Re: @Prst. V.Jeltz
Duly authorised to jump in the car and spend an hour driving across London
Not confined to computers of course. I had a similar one when working at a radio station. Back in the day, IRN (Independent Radio News) sent headlines over a satellite serial link direct to a dot-matrix in the newsroom, fed with a huge box of fanfold.
The serial link was a little temperamental (particularly if the printer had gone offline for any reason and the buffer was full), but it usually "just worked".
One Saturday morning I was bleeped out of my bed by the pager and rang in to find a panic-ridden reporter, the first in the newsroom that morning at maybe 5am, who needed to create news and sports headlines and bulletins but was looking at a printer that hadn't printed anything since about 6pm the night before.
"Yes, the paper is in straight and hasn't jammed"
"Yes, the power is on"
"Yes, the 'on-line' light is on"
"Yes, I have tried pressing the 'on-line' button"
"No, there isn't a red warning light"
"No, the light isn't flashing on the serial extender box"
So I crawled out of bed and drove the 20 minutes into town (60 at rush hour), reasoning that for whatever reason, the serial link had gone to sleep again and just needed a gentle reboot. It was locked away in the racks room, to which nobody had access except us engineers - I was one of two.
Nope, serial link seems ok.
Press "on line".
Twelve feet of overnight news somehow magically appeared at my feet.
Gave the hack a dirty look and returned to bed.
Wasn't the first time I'd met this sort of thing, and it sure wasn't the last. (Some) people just panic in these situations and can't think straight. Computers just seem to make them even more prone to panic and cluelessness.

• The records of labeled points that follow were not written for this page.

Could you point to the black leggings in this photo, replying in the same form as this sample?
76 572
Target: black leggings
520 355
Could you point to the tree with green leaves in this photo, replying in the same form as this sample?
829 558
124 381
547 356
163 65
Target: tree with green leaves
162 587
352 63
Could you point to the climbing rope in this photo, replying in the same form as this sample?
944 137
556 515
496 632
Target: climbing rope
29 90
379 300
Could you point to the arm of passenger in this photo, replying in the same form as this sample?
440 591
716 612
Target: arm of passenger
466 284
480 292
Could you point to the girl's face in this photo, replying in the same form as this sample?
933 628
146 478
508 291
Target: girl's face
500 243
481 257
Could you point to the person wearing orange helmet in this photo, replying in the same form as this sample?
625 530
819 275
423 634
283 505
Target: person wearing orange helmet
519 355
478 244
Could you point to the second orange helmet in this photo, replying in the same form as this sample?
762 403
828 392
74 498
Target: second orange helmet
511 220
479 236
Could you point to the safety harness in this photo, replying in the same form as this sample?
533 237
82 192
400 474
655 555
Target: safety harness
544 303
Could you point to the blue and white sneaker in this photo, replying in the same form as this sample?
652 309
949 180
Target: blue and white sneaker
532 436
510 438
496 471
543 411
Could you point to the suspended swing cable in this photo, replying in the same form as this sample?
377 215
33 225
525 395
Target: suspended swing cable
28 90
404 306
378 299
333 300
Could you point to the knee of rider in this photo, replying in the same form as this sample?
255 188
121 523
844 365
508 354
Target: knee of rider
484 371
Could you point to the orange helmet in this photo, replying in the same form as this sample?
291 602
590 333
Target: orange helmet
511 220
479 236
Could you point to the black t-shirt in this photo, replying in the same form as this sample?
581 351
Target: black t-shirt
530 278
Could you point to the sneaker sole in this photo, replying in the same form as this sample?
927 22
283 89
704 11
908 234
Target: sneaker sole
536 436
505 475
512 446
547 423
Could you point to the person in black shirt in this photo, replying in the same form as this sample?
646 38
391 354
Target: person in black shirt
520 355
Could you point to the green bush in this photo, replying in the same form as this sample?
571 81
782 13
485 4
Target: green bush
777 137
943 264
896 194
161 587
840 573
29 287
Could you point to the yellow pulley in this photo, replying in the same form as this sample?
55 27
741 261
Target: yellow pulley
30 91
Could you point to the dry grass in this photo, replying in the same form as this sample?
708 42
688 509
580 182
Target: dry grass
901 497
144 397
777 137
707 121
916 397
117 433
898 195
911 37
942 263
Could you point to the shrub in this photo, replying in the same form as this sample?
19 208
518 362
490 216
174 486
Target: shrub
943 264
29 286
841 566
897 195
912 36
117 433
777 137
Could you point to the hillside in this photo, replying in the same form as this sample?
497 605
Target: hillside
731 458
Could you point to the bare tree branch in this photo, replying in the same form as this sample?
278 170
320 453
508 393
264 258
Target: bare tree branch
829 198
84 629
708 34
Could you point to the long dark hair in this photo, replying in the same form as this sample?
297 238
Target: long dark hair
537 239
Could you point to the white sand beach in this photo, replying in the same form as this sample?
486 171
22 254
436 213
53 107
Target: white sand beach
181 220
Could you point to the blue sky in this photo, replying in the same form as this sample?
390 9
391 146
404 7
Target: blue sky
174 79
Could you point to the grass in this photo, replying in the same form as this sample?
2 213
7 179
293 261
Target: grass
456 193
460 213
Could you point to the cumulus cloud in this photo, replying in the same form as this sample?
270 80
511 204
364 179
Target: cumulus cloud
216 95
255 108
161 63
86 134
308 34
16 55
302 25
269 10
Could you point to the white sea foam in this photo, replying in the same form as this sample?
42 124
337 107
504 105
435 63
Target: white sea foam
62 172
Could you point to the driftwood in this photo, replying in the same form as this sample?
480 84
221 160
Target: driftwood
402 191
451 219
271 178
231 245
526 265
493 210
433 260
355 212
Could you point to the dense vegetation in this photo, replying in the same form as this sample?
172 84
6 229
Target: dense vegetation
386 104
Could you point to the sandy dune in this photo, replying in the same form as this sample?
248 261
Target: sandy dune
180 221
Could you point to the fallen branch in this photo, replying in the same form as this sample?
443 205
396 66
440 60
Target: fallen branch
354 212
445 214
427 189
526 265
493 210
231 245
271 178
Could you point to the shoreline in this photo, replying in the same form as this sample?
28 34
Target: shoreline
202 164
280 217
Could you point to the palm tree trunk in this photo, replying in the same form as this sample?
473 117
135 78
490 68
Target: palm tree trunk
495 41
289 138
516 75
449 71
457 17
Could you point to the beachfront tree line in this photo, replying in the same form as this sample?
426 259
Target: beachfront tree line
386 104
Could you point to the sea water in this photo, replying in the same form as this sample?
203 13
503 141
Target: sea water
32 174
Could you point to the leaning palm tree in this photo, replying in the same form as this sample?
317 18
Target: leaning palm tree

Had a call on another Saturday when I was at the top of a local mountain, walking the dog. In the days of the printer problem above I had no mobile phone (the company wouldn't stump up for one and they were too expensive for me) so I had to stay within a couple of minutes of a landline. By now I had a mobile.
I diagnosed the problem very quickly - one of the channels on the on-air desk was dead or dying - and suggested that if the presenter needed that piece of equipment (a reel-to-reel) urgently he could simply plug it into a different (spare) channel, and I'd fix the thing properly on Monday. This involved swivelling his chair 90 degrees, identifying the leads in the connection panel (they were marked) and moving them one slot to the right (or left or something).
He flat out refused to do this and insisted I come in, which I did, bringing the dog as well, who proceeded to snuffle around the studio, under all the furniture, trying to make friends with the presenter, while I spent five seconds moving a couple of plugs and another ten seconds checking that the tape played properly in the new channel.
One step worse was the on-air "talent" who called me at 11pm one evening to complain that "half the mixer isn't working". I discovered that the bloke on air before him had been celebrating his last live show with the station and tipped half a bottle of cider in the desk. Fortunately, that desk had a separate electronics pod (and a drainage hole right above the presenter's crotch) and all he'd managed to do was drown a few faders in sticky sugary drink. But he hadn't owned up and had handed over to the next guy who had then "soldiered on" with (IIRC) just one working microphone, one working CD player and some cart machines for maybe an hour before calling me.
The obvious solution was to move him to the spare studio, a procedure which required pushing a couple of buttons to "offer" and "accept" the handover. It was quite literally next door, but he refused to move because it would mean packing up his bits and moving them too.
Instead I dismantled the desk while he continued to present his show and washed half a dozen conductive plastic Penny & Giles faders under the kitchen tap. I think I saved all the resistance elements and just replaced a couple of the wipers.
Sorry, must be the season for recounting ancient history.